03 diciembre, 2006

La llamada

Ayer tuve lo que Virginia llamaría “un día azul”. Suelo tenerlos en los aniversarios de personas que me han querido y están ya en el cielo. En esas ocasiones se palpa la belleza del día sin tener que consolarse con aquella cantinela que rezaba: “Todos los días son santos y buenos estando en gracia de Dios” que se decía antes de empezar la misa y continuaba: “el pecado mortal se perdona con el sacramento de la Penitencia, por los veniales digamos la Confesión general…”.

Ayer era el santo de mí tía Elisa. Por la mañana vino Maida a ayudarme y se llevó, Dios la bendiga, multitud de trastos que no puedo meter en mi cocina nueva, porque lo que he ganado en belleza, lo he perdido en capacidad. Liberarse de cosas produce alegría. Que alguien las aproveche, más. Aunque me ha costado desprenderme de multitud de sartenes de hierro que tienen sesenta años por lo menos porque no solo he guisado yo con ellas sino que no he visto otras en casa de mi madre.

A las doce he acudido a Guadalaviar, el colegio de mis nietas, a ver a Belén, de tres años, subida al escenario vestida de angelito cantando villancicos. Allí, me abordó Fernando, hombre de cuarenta años, (para todos pasa el tiempo), de gran clase humana, amigo de mi hijo mayor, cuando ambos eran niños, que estaba allí para ver a su hija Marta, también de tres años vestida de angelito. Hablamos de éste y me preguntó por “Conguito”, mi segundo hijo al que llamábamos así por su piel morena. El oír ese nombre que ya casi tenía olvidado me hizo evocar y sonreír.

Al volver a casa ví en el quiosco “Las Provincias” y comprobé que me habían sacado la carta que sobre el abuso en practicar cesáreas, había mandado al periódico el día anterior.

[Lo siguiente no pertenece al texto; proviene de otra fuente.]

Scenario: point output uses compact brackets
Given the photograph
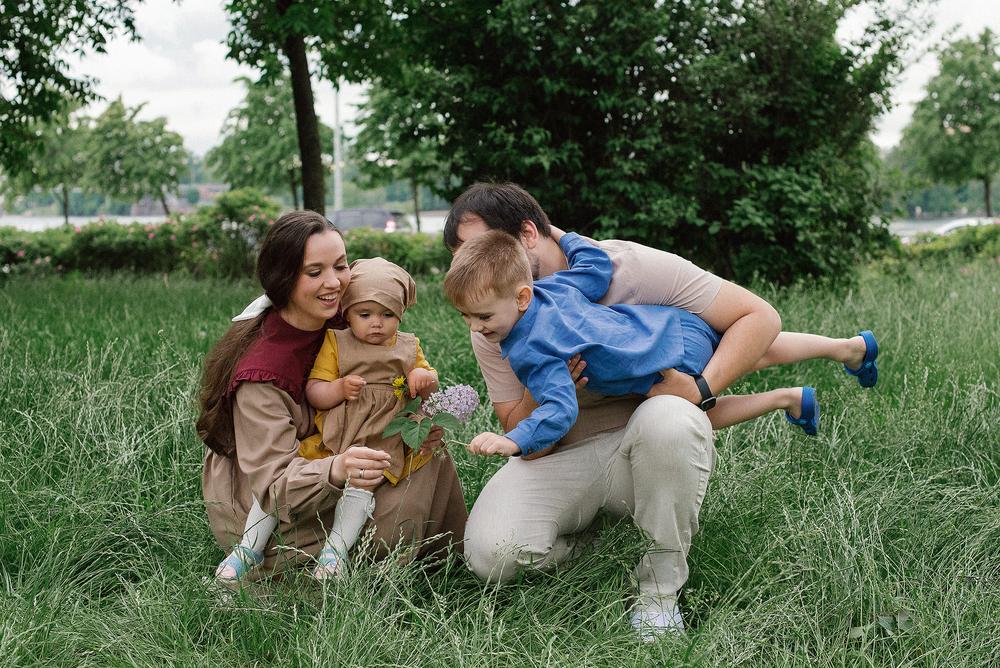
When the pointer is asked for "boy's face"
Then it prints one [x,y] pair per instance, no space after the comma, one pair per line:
[494,316]
[372,323]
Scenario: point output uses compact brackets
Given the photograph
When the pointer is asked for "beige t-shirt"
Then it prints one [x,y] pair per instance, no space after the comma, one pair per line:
[641,275]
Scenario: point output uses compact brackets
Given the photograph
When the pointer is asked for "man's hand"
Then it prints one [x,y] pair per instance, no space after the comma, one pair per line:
[576,367]
[422,382]
[352,386]
[489,443]
[678,384]
[434,440]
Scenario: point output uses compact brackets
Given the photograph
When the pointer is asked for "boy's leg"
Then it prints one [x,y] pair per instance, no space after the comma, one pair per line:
[735,408]
[352,512]
[790,347]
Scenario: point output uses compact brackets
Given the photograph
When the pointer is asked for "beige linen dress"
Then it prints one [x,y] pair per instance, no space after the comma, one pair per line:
[426,506]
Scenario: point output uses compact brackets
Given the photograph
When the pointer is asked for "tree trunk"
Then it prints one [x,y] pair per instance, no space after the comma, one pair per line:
[163,202]
[313,192]
[65,203]
[295,188]
[986,195]
[416,201]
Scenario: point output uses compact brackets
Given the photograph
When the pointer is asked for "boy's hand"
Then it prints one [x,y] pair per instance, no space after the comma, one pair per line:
[352,386]
[489,443]
[422,382]
[678,384]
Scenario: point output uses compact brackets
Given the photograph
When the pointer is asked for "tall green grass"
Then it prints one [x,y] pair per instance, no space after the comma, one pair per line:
[876,543]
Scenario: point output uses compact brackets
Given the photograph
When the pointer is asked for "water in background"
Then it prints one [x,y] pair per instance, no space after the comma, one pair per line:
[430,221]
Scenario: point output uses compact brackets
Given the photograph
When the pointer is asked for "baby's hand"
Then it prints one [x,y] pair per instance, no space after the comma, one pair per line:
[422,382]
[489,443]
[352,386]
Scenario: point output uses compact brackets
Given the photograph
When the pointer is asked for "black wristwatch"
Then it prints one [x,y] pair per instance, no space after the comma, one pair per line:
[707,397]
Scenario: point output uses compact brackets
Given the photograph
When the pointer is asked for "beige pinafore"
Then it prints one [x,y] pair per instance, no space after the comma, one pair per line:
[362,420]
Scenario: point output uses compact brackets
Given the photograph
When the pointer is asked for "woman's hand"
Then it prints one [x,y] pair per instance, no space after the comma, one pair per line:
[434,440]
[360,466]
[352,386]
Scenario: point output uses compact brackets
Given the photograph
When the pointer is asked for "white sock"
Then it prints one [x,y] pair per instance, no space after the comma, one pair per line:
[258,529]
[353,510]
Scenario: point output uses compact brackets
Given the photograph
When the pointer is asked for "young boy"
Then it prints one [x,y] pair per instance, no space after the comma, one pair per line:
[628,349]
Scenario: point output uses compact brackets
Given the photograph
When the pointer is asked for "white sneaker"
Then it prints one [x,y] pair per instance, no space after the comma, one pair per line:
[657,619]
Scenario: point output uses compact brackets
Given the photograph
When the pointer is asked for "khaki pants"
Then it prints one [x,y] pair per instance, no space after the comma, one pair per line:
[655,470]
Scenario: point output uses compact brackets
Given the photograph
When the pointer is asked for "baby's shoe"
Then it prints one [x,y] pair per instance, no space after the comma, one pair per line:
[809,417]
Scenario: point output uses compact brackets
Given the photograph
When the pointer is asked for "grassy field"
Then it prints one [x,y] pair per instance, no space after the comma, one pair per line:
[877,543]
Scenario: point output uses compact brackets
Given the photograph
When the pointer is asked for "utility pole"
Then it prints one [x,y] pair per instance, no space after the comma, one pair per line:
[338,166]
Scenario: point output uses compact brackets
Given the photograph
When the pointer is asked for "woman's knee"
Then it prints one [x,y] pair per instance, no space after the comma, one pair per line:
[489,555]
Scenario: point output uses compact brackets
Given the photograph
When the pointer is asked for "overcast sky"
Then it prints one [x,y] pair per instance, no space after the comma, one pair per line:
[180,71]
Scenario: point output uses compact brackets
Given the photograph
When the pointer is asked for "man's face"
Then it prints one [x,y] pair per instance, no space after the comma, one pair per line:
[472,226]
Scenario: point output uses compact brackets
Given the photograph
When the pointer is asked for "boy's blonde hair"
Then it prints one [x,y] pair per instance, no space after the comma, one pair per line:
[493,263]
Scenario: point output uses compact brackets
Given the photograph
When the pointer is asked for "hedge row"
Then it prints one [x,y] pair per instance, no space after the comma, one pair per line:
[220,240]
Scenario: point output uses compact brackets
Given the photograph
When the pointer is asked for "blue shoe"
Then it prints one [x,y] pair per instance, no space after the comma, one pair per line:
[242,560]
[329,564]
[867,373]
[809,419]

Después de comer me tumbé en el sofá y me quedé dormida. Lo hice tan profundamente que al despertar a las seis de la tarde y ver el cielo oscuro, pensé que eran las seis de la mañana del día siguiente. Me quedé aterrada de ver el día tan largo que me esperaba. “Desayuné” y lamentando haber perdido una tarde de vida y la asistencia a la Novena me dispuse buenamente a encarar el día. A las siete y cuarto me llama mi amiga Rosa por teléfono: “Me ha gustado mucho tu carta al periódico”. Rosa: son las siete y cuarto de la mañana…”. “Son las siete y cuarto de la tarde”. Le agradecí profundamente la llamada. Nunca eastamos solos del todo. Arreglándome deprisa podía ir aún a la Novena. Había ganado una tarde y me esperaba un domingo normal.